Ein Sommer voller Aktionen

Seit vielen Jahren sind unsere Sommerwerkstätten ein beliebter Anlaufpunkt für Familien mit Kindern. Basteln und Malen, aber auch Neues lernen stehen im Mittelpunkt. Doch vor allem sollen die Kinder und Jugendlichen Spaß haben – und am Ende des Tages haben sie ein selbstgemachtes Mitbringsel .

Vielfalt der Wecker: Geometrisch oder gegenständlich, Figuren, Obst, Cupcakes, Smartphones…

Das Hauptthema der Werkstätten im Sommer 2017 waren die Wecker. Mit speziellen Uhrwerken mit Weckfunktion konnten die Kinder einen funktionierenden Wecker mit selbstgewähltem Aussehen basteln. Passend zur Sonderausstellung: Der geführte Rundgang zu Beginn machte natürlich bei den Stationen der Weckergeschichte Halt. Und wenn die ersten Kinder schon fertig waren, konnten sie sich zusammen mit dem Personal des Uhrenmuseums noch einige Besonderheiten in der Sonderausstellung anhören und anschauen, während andere noch malten und bastelten.

Auch die klassische Form der Lackschilduhr regt Kinder immer wieder zu neuen Verzierungen und Dekorationen an.

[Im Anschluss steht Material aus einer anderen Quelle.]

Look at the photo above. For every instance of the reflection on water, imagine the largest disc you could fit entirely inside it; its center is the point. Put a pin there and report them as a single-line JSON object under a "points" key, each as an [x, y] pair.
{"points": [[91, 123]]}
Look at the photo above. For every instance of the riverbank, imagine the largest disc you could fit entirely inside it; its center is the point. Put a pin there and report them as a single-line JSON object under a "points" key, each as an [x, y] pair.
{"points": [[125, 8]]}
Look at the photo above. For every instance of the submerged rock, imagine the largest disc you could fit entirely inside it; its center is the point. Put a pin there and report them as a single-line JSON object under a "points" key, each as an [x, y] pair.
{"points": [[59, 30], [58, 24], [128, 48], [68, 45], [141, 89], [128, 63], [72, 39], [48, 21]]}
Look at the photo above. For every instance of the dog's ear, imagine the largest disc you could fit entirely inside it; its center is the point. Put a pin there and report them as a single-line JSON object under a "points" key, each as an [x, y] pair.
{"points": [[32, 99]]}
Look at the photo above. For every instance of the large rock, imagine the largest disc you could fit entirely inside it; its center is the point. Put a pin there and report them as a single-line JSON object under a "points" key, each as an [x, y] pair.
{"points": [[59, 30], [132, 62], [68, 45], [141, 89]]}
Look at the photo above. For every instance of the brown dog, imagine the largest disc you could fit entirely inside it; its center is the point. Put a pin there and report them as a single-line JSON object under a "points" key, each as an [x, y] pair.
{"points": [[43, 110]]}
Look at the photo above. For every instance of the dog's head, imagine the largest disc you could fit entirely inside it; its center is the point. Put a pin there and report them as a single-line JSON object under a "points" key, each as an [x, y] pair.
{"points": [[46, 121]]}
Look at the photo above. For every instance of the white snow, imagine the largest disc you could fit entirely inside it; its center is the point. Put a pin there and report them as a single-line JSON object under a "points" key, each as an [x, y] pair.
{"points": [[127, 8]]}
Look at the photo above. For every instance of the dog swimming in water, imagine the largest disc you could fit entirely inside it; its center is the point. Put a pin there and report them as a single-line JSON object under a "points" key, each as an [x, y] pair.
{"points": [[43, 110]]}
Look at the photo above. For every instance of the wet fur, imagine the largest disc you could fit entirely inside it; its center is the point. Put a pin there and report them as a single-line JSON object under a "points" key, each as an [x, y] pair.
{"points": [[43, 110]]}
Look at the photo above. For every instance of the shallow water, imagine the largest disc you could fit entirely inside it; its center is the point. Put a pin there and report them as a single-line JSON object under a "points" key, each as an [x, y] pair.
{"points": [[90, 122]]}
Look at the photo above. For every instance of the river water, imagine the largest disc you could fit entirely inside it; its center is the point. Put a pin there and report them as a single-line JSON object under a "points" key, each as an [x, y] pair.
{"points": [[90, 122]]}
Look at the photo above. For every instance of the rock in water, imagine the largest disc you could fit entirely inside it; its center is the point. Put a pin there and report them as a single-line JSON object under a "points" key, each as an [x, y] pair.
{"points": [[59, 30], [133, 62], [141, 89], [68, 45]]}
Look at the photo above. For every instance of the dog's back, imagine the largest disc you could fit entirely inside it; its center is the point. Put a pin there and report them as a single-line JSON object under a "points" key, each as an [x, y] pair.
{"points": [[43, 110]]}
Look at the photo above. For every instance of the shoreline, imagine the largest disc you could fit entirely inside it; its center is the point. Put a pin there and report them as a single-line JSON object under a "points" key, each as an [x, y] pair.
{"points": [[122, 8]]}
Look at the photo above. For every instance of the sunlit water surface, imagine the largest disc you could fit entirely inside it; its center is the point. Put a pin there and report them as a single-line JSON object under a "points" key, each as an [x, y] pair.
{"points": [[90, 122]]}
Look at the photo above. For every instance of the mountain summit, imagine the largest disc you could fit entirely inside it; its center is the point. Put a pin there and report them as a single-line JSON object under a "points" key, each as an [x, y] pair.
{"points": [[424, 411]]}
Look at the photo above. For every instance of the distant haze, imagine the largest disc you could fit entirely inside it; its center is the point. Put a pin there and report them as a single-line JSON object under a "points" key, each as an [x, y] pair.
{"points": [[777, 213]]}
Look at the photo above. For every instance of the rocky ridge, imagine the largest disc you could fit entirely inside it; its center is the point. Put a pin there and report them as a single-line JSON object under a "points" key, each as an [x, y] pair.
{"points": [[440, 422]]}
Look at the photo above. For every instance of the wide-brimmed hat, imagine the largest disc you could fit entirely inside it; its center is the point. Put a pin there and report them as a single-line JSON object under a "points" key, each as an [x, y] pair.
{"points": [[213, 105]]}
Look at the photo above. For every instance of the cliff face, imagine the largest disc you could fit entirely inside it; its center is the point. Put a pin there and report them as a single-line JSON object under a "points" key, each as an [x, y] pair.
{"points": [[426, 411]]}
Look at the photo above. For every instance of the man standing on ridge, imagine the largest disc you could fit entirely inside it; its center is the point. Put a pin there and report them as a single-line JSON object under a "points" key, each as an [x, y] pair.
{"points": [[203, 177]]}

Doch die Wecker sind nicht die einzigen Objekte, an denen sich die Kinder ausprobieren konnten. Auch die schon bekannten Schilderuhren wurden wieder gebastelt. Einige weit gereiste Gäste durften wir am 7. August begrüßen: Eine Gruppe Kinder aus Tschernobyl kam in den Schwarzwald und hat im Deutschen Uhrenmuseum Halt gemacht, um sich ein paar Andenken selbst zu basteln. Aber auch für Ferienkinder aus Vöhrenbach oder Simonswald gab es unseren „Dauerbrenner“. Die Zeiger sind hier übrigens viel robuster als bei den Weckern und die Kinder kommen ziemlich schnell darauf, wie sie zu montieren sind. So ist es auch immer wieder schön zu beobachten, wie sich die Kinder gegenseitig helfen, sobald die ersten das Prinzip verstanden haben.

Bei den Musik-Werkstätten können die Kinder mehr als eine Form aussägen. In einem passenden Brettchen platziert ergibt sich ein Effekt räumlicher Tiefe.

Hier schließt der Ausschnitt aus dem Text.